Using that surplus pipe would put the estimated cost around $291 million [Elisa Sand, “Piping Water from the Missouri River to Aberdeen Is at Least $271M Venture, Report Shows,” Aberdeen American News, 2021.10.22].
Water straight from a steel pipe might get a little rusty; I’ll still take some cement mortar lining with my water, thanks. And watch out for that Keystone XL pipe—the steel TransCanada bought seems to corrode really quickly.
Of course, Aberdeen wouldn’t be looking at any hundreds of millions in new water infrastructure if it had joined the WEB Water system back when it started in the 1980s. WEB Water serves counties surrounding Aberdeen, and its main office is in Aberdeen, but attorney and natural resources expert David Ganje writes that Aberdeen denied itself that clean-water opportunity through sheer pettiness:
Some years ago a political conflict burst forth around a proposed new East River irrigation project known as the Oahe Irrigation Project. This history is documented in a book by South Dakota author Peter Carrels titled Uphill Against Water.
Two camps developed over the irrigation project. Those who wanted the Oahe Irrigation Project and those who did not. The opponents, mostly the grassroots ag community, won the battle. Oahe was discontinued, and a substitute water project was advanced. The substitute project was the WEB water pipeline. WEB is now one of the largest water pipeline systems in the U.S. and is ironically headquartered in Aberdeen.
Aberdeen’s support for the Oahe Project and the fight elected city officials carried against the opponents of the project influenced the city’s decision on the question of joining WEB. The absence of a vision for the water needs of Aberdeen and good old-fashioned ignorance effectuated the considered decision. Aberdeen rejected the city’s participation in the WEB water supply system in 1982. One official said he would not accept “a bag of peanuts (WEB) in exchange for (Oahe)” [David Ganje, “Peanuts as Water or Water as Peanuts,” Rapid City Journal, 2021.11.06].
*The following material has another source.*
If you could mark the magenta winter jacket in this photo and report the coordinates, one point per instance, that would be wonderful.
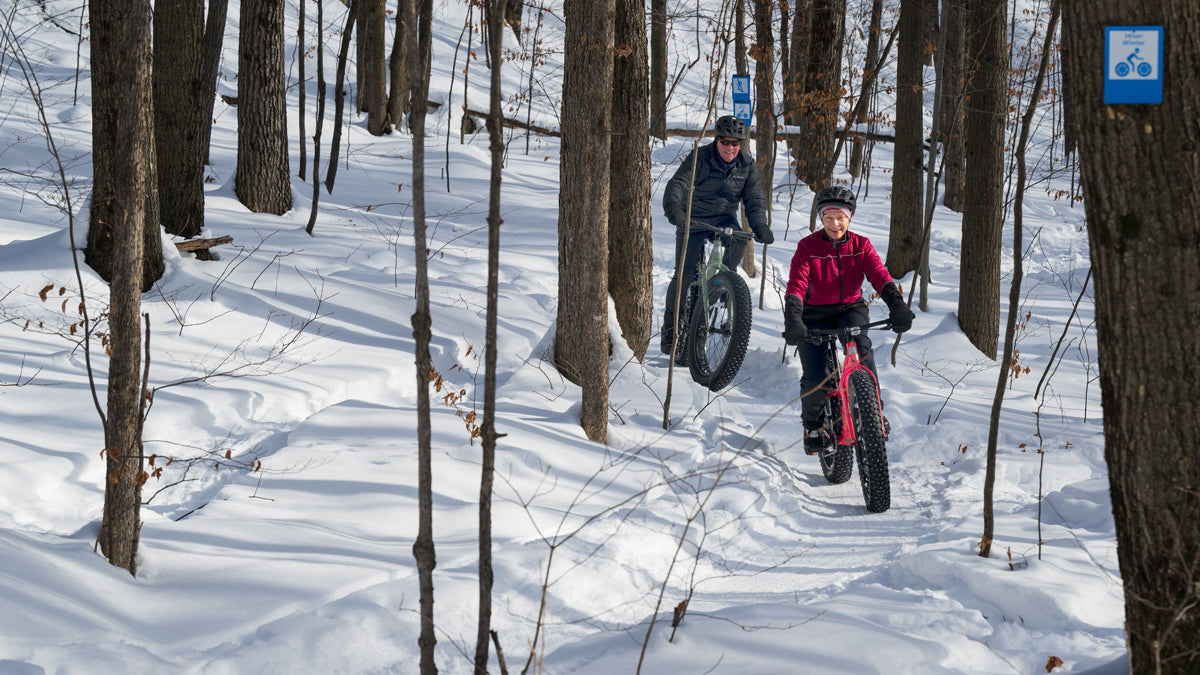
(832, 273)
There’s no time-machining back to redirect that WEB Water under Aberdeen’s bridge. But the prospect of spending $300 million (mostly of other people’s money, courtesy of the big federal socialism that makes South Dakota possible) to expand its own water supply when it could have shared the cost of helping WEB Water make a similar expansion to its regional system reminds us of the cost of letting hard feelings get in the way of practical problem-solving.